OPINION | Student government gets it right with new shuttle tracking system

Photo by Maria Porter

I know just enough about buses to know that they do not operate on a schedule but by Murphy’s Law: If something can go wrong, it will.

In the dark days of early high school, my bus driver showed up 20 minutes late every single day except for the one time I wasn’t outside waiting in the frigid wind.

Recently,  Student Government Association demonstrated that not only do they understand that frustration,
but they’re willing to do something about it.

Students can now track the SGA shuttles.

The shuttles are tagged with GPS devices so students can check on their location.

That hopefully means no more teary-eyed drunken sprints down Broad Ripple Avenue.

With a smartphone, the link, and enough presence of mind, any student can track the shuttle’s progress.

The Collegian this week reported on a smartphone application in development, according to SGA Vice President of Operations Kelsa Reynolds.

The most important part of this, though, is not that SGA rigged this up, or that students won’t be stranded off campus.

Instead, it’s a victory for student government.

The Collegian ran a story on Sept. 20, “Shuttle service leaves AV residents feeling left behind,” detailing one such episode. Students living in the Apartment Village expressed concerns about whether the bus made all of its stops.

Honestly, though, it may be a bit bold to hold SGA accountable for that.

In fact, it’s pretty arrogant to accuse even the driver of anything.

Buses are going to run a bit late, a bit early, a bit slow, a bit fast.

The driver is going to wait for someone at the previous stop or cut the next one short by 30 seconds to make it home in time.
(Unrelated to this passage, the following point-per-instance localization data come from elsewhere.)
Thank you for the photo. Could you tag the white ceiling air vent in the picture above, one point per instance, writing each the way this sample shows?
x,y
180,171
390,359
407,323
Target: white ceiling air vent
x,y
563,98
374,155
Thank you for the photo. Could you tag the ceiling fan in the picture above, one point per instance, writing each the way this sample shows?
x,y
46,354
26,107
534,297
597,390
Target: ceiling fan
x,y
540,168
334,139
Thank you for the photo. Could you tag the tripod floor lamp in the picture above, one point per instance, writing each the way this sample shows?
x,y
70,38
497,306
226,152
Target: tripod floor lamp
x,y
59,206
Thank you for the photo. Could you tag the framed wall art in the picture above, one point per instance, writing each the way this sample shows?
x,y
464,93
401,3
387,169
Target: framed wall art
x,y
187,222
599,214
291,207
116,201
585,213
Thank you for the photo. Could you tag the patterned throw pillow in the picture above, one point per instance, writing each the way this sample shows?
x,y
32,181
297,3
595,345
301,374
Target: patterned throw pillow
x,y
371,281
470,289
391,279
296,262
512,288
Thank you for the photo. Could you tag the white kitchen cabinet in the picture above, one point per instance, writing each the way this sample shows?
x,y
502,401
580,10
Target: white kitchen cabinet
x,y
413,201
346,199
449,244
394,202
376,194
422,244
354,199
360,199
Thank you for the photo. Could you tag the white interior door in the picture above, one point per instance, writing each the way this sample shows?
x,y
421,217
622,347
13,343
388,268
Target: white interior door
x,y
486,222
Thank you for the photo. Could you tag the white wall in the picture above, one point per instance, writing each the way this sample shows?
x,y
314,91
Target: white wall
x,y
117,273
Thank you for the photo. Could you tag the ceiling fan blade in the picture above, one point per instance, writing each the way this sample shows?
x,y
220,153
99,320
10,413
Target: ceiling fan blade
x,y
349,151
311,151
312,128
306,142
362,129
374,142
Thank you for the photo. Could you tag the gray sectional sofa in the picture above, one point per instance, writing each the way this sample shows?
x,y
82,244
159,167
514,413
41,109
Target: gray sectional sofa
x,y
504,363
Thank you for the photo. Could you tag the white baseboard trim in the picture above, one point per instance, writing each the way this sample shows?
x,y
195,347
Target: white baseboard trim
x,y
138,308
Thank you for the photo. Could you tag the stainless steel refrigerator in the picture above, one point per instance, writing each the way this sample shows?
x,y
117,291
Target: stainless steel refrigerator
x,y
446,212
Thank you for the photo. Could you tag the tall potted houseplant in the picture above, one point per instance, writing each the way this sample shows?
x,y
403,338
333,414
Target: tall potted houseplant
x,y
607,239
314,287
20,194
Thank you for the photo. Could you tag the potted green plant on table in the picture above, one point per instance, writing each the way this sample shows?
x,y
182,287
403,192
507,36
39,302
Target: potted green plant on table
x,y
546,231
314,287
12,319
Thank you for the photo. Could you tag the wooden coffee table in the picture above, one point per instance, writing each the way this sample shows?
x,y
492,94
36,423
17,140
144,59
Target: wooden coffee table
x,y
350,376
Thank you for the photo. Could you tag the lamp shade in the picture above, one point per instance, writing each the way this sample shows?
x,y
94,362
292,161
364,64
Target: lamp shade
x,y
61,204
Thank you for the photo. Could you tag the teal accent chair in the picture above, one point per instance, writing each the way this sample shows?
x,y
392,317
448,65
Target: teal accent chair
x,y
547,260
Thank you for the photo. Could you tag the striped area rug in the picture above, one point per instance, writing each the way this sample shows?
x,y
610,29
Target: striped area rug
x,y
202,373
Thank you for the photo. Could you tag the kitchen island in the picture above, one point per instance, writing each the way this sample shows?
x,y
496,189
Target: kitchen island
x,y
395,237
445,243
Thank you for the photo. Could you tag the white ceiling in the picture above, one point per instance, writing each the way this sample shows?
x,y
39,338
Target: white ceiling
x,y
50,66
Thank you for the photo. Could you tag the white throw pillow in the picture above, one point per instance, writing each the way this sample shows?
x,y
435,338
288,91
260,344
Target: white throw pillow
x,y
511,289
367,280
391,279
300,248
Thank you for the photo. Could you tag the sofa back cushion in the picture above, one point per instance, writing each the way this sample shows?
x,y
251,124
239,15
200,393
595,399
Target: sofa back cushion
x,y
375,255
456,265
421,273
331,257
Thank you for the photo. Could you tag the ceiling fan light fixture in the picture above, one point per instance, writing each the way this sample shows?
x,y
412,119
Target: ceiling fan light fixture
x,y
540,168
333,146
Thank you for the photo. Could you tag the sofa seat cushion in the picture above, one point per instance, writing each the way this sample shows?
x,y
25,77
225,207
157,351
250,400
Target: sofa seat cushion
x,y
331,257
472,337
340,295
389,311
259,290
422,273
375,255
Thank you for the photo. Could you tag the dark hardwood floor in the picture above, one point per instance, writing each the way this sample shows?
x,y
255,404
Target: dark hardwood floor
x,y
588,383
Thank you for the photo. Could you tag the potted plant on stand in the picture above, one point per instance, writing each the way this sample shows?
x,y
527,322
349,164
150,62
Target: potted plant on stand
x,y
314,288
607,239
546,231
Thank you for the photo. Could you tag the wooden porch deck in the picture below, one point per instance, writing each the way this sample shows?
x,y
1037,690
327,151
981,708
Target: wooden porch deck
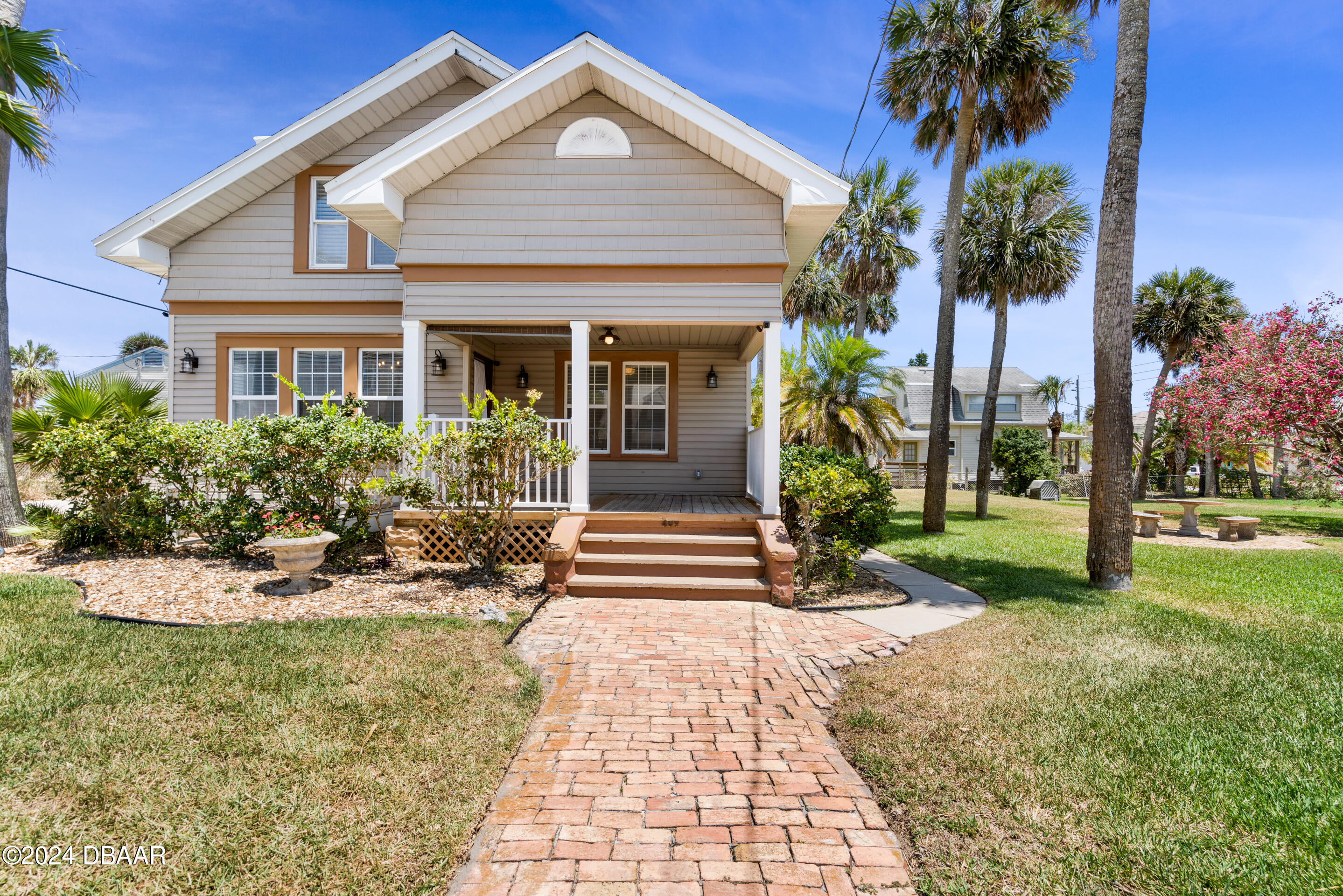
x,y
673,504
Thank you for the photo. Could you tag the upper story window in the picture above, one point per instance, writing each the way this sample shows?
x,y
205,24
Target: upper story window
x,y
329,236
1007,405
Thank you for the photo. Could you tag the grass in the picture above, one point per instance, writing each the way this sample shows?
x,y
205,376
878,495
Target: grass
x,y
1276,518
336,757
1185,738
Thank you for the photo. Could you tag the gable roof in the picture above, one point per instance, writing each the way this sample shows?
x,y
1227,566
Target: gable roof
x,y
143,241
374,193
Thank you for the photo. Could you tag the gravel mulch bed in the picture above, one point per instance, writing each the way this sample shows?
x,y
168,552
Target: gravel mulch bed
x,y
865,589
189,585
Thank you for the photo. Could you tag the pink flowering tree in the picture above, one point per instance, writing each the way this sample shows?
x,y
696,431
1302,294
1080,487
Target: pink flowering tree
x,y
1278,378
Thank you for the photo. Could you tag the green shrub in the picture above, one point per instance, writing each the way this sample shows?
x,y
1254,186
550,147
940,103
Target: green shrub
x,y
1022,455
840,535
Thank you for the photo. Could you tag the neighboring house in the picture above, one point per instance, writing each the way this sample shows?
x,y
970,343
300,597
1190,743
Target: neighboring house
x,y
1016,407
455,225
146,366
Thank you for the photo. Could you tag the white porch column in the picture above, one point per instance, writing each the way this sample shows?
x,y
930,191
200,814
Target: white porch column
x,y
773,374
413,379
579,500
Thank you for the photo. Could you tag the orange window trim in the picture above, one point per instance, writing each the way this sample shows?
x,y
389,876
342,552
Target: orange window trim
x,y
617,402
285,344
357,248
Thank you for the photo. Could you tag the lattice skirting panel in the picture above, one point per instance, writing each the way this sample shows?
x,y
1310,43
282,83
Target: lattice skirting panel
x,y
525,545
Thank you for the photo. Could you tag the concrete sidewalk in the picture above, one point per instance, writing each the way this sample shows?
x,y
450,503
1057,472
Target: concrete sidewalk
x,y
937,603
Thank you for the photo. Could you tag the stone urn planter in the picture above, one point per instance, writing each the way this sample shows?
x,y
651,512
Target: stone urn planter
x,y
299,558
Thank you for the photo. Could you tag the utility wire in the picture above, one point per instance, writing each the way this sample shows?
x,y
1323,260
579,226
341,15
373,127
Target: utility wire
x,y
89,291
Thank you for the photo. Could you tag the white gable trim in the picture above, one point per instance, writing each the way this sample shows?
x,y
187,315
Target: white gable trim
x,y
143,242
372,194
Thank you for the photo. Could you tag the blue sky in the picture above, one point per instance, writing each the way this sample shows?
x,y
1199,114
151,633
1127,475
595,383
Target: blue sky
x,y
1240,167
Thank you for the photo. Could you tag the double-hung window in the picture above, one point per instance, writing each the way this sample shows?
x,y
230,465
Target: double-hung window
x,y
319,372
253,389
600,405
645,407
380,254
329,237
383,383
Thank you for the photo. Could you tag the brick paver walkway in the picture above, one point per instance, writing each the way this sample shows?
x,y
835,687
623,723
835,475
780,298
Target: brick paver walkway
x,y
683,751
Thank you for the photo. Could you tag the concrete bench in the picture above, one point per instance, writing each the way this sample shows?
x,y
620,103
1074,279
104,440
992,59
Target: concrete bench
x,y
1147,525
1243,525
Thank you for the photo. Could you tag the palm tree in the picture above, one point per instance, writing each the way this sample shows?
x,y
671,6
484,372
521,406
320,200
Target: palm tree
x,y
1055,392
34,81
1022,237
139,342
974,74
1173,312
814,299
1110,542
30,363
865,241
837,397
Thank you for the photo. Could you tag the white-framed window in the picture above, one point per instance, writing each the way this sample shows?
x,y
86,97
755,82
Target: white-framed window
x,y
600,404
317,372
382,383
645,407
253,389
380,254
1007,405
329,238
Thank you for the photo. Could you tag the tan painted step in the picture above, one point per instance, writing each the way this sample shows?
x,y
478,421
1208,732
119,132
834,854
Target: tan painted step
x,y
706,545
669,588
669,566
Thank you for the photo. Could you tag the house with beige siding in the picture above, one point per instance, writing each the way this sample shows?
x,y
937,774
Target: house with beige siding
x,y
582,226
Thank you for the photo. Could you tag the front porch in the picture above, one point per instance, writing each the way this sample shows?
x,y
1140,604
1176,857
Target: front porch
x,y
668,407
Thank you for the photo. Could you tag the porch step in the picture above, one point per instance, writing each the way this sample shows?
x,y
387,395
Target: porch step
x,y
669,588
653,566
683,543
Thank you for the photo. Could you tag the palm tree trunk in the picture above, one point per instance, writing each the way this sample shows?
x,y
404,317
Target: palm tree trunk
x,y
990,417
1256,488
1181,469
1209,472
1110,542
939,434
1145,460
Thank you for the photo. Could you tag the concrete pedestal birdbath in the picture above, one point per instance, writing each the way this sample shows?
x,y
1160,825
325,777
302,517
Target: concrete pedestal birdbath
x,y
299,558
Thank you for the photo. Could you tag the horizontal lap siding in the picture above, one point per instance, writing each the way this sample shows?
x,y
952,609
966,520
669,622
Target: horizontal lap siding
x,y
519,204
609,303
249,256
194,394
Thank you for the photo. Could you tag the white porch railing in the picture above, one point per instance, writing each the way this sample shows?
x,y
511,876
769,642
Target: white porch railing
x,y
755,464
551,491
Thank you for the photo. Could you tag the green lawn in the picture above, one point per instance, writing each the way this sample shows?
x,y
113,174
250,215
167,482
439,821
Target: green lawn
x,y
329,757
1185,738
1278,518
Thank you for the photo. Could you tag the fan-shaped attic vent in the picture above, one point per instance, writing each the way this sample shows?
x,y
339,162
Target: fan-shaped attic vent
x,y
593,138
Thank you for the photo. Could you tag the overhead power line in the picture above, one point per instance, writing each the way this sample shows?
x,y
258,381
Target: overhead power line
x,y
53,280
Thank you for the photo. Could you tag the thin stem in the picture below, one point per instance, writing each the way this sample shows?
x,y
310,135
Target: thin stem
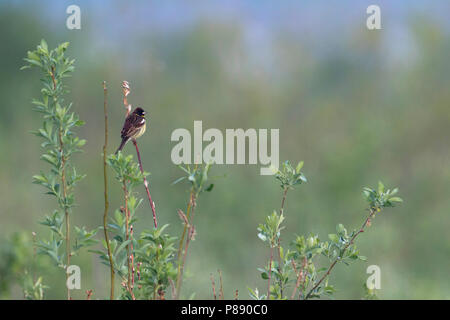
x,y
285,190
297,283
105,184
221,285
152,204
371,213
64,185
189,237
126,91
270,272
127,236
188,212
213,284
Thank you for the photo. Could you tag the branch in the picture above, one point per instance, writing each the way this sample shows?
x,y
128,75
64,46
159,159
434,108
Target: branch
x,y
126,91
63,183
152,204
105,183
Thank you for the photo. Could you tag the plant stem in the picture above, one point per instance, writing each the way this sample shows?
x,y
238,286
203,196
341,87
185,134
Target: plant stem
x,y
213,284
270,272
126,91
221,285
371,213
152,204
285,190
127,236
188,212
192,204
105,184
283,200
63,183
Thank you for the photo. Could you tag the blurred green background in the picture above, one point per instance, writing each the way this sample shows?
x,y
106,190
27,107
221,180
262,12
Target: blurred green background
x,y
357,106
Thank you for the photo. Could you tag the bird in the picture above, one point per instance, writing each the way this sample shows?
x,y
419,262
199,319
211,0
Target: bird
x,y
133,128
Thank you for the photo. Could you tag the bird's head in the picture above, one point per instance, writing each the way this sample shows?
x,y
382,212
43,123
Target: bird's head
x,y
139,111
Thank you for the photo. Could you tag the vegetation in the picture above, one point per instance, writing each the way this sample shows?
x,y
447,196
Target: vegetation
x,y
148,264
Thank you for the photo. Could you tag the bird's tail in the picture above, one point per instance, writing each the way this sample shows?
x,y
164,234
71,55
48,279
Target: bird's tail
x,y
122,144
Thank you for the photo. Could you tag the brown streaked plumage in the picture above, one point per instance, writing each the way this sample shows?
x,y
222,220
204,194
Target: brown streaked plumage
x,y
134,127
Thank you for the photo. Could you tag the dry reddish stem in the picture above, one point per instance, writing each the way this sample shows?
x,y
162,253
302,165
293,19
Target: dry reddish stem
x,y
367,222
152,204
213,286
221,285
89,294
64,185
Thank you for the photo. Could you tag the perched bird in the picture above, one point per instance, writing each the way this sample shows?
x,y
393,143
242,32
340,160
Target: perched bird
x,y
133,128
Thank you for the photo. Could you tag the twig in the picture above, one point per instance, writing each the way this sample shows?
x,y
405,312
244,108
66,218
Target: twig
x,y
105,183
64,187
279,240
221,285
132,263
152,204
371,213
213,286
188,211
183,254
127,237
300,275
126,91
270,272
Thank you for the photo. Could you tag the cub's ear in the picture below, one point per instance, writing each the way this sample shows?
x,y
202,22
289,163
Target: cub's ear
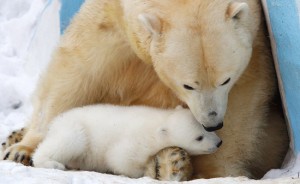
x,y
151,23
178,107
237,10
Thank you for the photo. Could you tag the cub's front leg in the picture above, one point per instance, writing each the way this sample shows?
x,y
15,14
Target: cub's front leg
x,y
170,164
In other words, no matter what the drivers, students or SGA do, the buses will not run perfectly.

And in all honesty, a missed stop here or there probably won’t kill anyone.

On the other hand, when everything runs smoothly, no one notices.

Frustrated students brought their concerns to the attention of the right people, and SGA is offering a solution.

The system works, or at least it can—if you direct your complaints at the right people.

The GPS system is on a free trial period that’s probably going to involve student feedback which Bulldogs should take them up on.

Be an advocate for your causes, political or personal.

Be critical of the system, absolutely.

But at least try to lean on it first.

You can’t complain about ineffective government if you don’t try to work it first.